Returning recurring characters that appear in the episode include McKinley High's ex-principal Figgins (Iqbal Theba), former bully Dave Karofsky (Max Adler), the Superintendent Bob Harris (Christopher Cousins), the showrunner of Rachel's series Lee Paulblatt (Jim Rash), and one of Rachel's dads LeRoy Berry (Brian Stokes Mitchell). Three new recurring characters were introduced: the new lead singer of Vocal Adrenaline, Clint (Max George), new student Roderick (Noah Guthrie), and Spencer Porter (Marshall Williams), a gay jock who plays football. Effective with this episode, former recurring guest star Dot-Marie Jones as Shannon Beiste joins the main cast after four years of being a guest star. Actress and singer Amber Riley, who plays Mercedes Jones, returns to the main cast in this episode, although she is absent. Melissa Benoist, Alex Newell, Blake Jenner, Becca Tobin, Jacob Artist, Naya Rivera, and Jenna Ushkowitz (Marley Rose, Wade "Unique" Adams, Ryder Lynn, Kitty Wilde, Jake Puckerman, Santana Lopez, and Tina Cohen-Chang respectively) were demoted to recurring guest stars. However, Melissa Benoist does not return for the final season, although she was invited.

The episode features five musical cover versions. Two of them are performed by Michele as Rachel Berry, which are "Uninvited" by Alanis Morissette and "Let It Go" by Idina Menzel from Frozen.
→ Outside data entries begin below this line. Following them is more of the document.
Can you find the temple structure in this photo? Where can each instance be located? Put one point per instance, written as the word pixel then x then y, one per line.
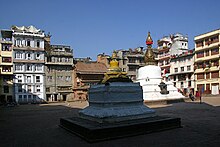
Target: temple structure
pixel 150 79
pixel 116 109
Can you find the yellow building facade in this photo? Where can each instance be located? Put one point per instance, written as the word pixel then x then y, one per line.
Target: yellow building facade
pixel 6 67
pixel 207 49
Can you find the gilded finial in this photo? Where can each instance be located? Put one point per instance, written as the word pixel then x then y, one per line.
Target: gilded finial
pixel 149 57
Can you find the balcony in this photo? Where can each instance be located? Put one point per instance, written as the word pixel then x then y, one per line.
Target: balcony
pixel 27 61
pixel 214 44
pixel 28 48
pixel 6 72
pixel 59 63
pixel 164 56
pixel 67 54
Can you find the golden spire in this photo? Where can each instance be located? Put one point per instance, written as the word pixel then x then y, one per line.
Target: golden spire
pixel 149 57
pixel 115 73
pixel 114 65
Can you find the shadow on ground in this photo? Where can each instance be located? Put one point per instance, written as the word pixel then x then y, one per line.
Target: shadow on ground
pixel 37 125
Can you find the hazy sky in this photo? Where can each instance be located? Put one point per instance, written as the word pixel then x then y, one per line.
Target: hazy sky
pixel 91 27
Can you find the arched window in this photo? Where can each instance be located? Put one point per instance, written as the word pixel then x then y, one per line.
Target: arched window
pixel 38 43
pixel 28 42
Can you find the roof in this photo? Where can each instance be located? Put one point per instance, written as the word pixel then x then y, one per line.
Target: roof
pixel 90 68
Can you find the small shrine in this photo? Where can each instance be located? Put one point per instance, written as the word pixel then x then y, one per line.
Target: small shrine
pixel 116 110
pixel 149 77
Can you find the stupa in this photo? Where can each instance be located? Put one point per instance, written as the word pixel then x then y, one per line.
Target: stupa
pixel 115 110
pixel 149 76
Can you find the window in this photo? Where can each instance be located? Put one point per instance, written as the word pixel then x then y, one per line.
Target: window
pixel 28 56
pixel 18 67
pixel 132 68
pixel 67 59
pixel 199 43
pixel 28 42
pixel 188 68
pixel 49 59
pixel 60 77
pixel 59 59
pixel 131 60
pixel 28 79
pixel 48 89
pixel 29 88
pixel 181 84
pixel 214 51
pixel 200 54
pixel 38 56
pixel 174 78
pixel 37 78
pixel 68 78
pixel 38 88
pixel 182 68
pixel 6 89
pixel 207 53
pixel 215 74
pixel 6 79
pixel 38 43
pixel 49 78
pixel 200 76
pixel 6 47
pixel 176 69
pixel 18 55
pixel 6 68
pixel 19 88
pixel 6 59
pixel 19 79
pixel 208 75
pixel 124 61
pixel 18 42
pixel 38 67
pixel 29 67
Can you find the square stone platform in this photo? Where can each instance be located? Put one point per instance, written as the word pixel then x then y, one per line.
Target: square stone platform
pixel 93 131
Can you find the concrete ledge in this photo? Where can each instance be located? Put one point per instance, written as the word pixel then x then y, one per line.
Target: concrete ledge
pixel 166 101
pixel 93 131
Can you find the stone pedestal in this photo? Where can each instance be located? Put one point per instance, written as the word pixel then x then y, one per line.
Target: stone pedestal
pixel 117 101
pixel 116 110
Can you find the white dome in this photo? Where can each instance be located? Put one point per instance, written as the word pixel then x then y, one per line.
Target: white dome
pixel 150 71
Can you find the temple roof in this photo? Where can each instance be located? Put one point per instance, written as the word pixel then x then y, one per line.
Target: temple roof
pixel 90 68
pixel 30 29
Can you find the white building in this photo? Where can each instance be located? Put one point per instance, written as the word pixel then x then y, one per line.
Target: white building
pixel 182 71
pixel 167 46
pixel 28 52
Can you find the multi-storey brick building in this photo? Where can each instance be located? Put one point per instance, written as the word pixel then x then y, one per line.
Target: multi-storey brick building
pixel 85 73
pixel 6 67
pixel 182 71
pixel 207 62
pixel 58 72
pixel 131 60
pixel 28 52
pixel 173 45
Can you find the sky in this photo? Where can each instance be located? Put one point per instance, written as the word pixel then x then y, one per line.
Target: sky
pixel 92 27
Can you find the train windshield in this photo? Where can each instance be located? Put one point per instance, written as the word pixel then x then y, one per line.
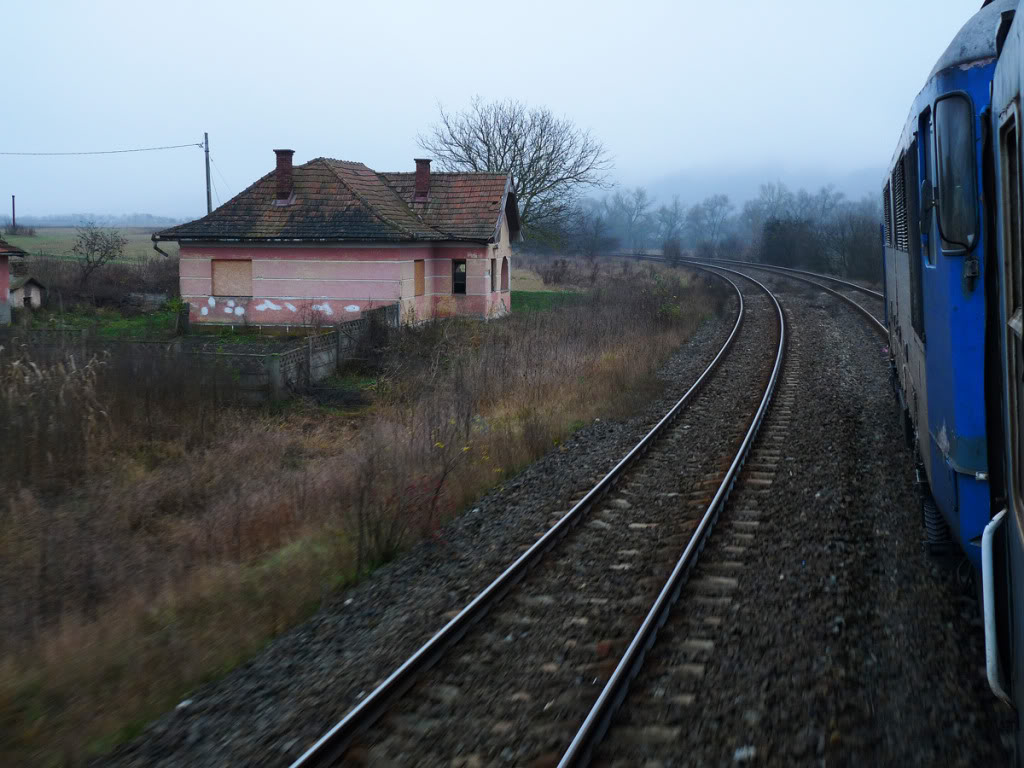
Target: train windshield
pixel 957 176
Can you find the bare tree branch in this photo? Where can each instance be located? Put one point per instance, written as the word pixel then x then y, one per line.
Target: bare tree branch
pixel 550 159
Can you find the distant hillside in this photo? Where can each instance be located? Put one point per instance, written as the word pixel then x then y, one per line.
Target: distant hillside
pixel 142 220
pixel 740 185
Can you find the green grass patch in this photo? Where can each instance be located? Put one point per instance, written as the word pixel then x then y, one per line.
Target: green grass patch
pixel 105 323
pixel 58 242
pixel 542 301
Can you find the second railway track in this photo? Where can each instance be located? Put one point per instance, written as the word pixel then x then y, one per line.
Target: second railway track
pixel 521 681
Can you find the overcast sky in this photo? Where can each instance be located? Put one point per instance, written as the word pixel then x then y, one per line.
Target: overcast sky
pixel 809 85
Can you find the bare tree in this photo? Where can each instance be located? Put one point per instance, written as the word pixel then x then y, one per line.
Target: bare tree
pixel 96 247
pixel 592 231
pixel 550 159
pixel 632 209
pixel 717 209
pixel 670 219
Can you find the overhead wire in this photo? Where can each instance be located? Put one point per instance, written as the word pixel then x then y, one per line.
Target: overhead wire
pixel 103 152
pixel 227 185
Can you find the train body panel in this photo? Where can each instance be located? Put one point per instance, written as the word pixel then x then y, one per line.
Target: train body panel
pixel 1006 128
pixel 934 288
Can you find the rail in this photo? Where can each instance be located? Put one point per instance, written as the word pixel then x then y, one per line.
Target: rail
pixel 582 748
pixel 775 267
pixel 876 323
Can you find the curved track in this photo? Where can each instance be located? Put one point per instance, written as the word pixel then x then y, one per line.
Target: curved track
pixel 649 532
pixel 581 751
pixel 805 276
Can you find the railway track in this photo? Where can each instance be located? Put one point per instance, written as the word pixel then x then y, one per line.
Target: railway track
pixel 868 302
pixel 512 679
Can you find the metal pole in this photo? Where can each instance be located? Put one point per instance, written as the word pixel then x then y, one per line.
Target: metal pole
pixel 209 200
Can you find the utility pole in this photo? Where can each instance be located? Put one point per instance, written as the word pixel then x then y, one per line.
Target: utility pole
pixel 209 200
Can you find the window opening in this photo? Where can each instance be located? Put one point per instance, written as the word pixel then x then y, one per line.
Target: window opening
pixel 928 180
pixel 887 211
pixel 913 241
pixel 232 278
pixel 956 172
pixel 459 275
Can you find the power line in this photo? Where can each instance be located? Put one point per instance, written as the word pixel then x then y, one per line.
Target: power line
pixel 102 152
pixel 227 186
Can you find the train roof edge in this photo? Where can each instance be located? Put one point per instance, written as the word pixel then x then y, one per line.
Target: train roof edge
pixel 976 40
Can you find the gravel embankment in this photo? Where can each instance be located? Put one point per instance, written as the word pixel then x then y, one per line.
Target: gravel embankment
pixel 516 688
pixel 847 644
pixel 269 710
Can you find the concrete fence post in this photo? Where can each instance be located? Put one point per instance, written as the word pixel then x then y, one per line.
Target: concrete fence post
pixel 276 384
pixel 309 359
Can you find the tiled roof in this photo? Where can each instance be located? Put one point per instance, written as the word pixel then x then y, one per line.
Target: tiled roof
pixel 466 205
pixel 22 282
pixel 337 200
pixel 6 249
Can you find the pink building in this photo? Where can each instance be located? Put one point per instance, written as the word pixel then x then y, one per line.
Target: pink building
pixel 329 239
pixel 7 251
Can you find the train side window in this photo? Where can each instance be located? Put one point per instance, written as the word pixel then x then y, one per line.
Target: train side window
pixel 887 210
pixel 1010 161
pixel 927 177
pixel 913 241
pixel 956 172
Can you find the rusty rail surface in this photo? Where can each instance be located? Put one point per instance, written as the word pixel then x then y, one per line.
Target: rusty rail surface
pixel 334 743
pixel 794 271
pixel 878 325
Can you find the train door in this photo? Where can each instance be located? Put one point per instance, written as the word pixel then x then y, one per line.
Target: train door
pixel 1012 641
pixel 927 183
pixel 1014 331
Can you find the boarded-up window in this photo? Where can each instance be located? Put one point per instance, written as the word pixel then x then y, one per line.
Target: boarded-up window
pixel 459 275
pixel 420 280
pixel 232 278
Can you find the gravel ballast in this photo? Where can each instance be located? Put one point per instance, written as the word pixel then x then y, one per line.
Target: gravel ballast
pixel 847 644
pixel 269 710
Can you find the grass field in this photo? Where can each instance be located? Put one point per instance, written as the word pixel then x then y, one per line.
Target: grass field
pixel 57 241
pixel 539 301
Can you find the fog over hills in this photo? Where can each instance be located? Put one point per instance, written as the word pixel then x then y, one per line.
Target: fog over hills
pixel 142 220
pixel 741 184
pixel 691 185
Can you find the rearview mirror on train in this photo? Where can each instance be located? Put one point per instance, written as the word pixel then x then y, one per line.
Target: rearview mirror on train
pixel 956 171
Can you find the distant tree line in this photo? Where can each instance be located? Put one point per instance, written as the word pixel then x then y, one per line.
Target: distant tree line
pixel 821 231
pixel 140 220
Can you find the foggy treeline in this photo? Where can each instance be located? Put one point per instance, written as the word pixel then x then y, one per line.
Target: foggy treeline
pixel 142 220
pixel 819 230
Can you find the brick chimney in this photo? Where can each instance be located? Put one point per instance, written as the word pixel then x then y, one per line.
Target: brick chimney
pixel 284 173
pixel 422 179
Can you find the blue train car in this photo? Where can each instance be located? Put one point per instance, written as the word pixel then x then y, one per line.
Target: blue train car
pixel 935 288
pixel 1003 543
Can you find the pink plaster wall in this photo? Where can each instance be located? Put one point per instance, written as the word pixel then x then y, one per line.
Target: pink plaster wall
pixel 292 283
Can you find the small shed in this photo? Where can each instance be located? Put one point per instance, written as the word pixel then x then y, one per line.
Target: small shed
pixel 27 292
pixel 7 252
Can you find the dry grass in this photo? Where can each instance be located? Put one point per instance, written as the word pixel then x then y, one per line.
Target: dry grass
pixel 163 559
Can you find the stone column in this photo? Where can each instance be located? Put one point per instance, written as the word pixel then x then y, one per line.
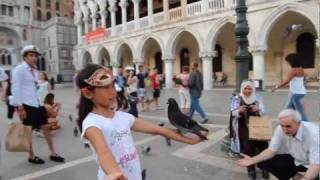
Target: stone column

Michele and Criss perform "Suddenly Seymour" from Little Shop of Horrors, while Criss and the Dalton Academy Warblers perform Ed Sheeran's "Sing". Max George sings "Dance the Night Away" by Van Halen with Vocal Adrenaline. Accompanying the music from this episode, the EP Glee: The Music, Loser Like Me was released on January 5, 2015.

Michele later disclosed on Jimmy Kimmel Live! that while filming her cover of "Let It Go" for this episode, a production error caused her to accidentally vomit on set.

==Reception==

===Ratings===
The episode received 2.34 million viewers and a 0.7/2 on adult 18-49, making the sixth-season premiere the least watched season premiere in the show's history.

===Critical response===
"Loser like Me" was given positive reviews by critics. Lauren Hoffman from Vulture said that the episode was "filed by emotion" and that it was "funny, smart, extremely meta, and genuinely touching at time". Christopher Rogers from Hollywood Life said that he "totally loved the season six premiere and feel that Glee’s going to go out with a bang". The A.V. Clubs Brandon Nowalk said that "Loser like Me" makes the viewers to still watch the show and to "get back in the game" of Glee. "'Loser like Me' is a smooth transition from season five back to, say, season three or four", he said. Miranda Wicker from TV Fanatic expressed that she can't quit watching Glee. "Once the New Directions get in your blood they're there to stay", she said.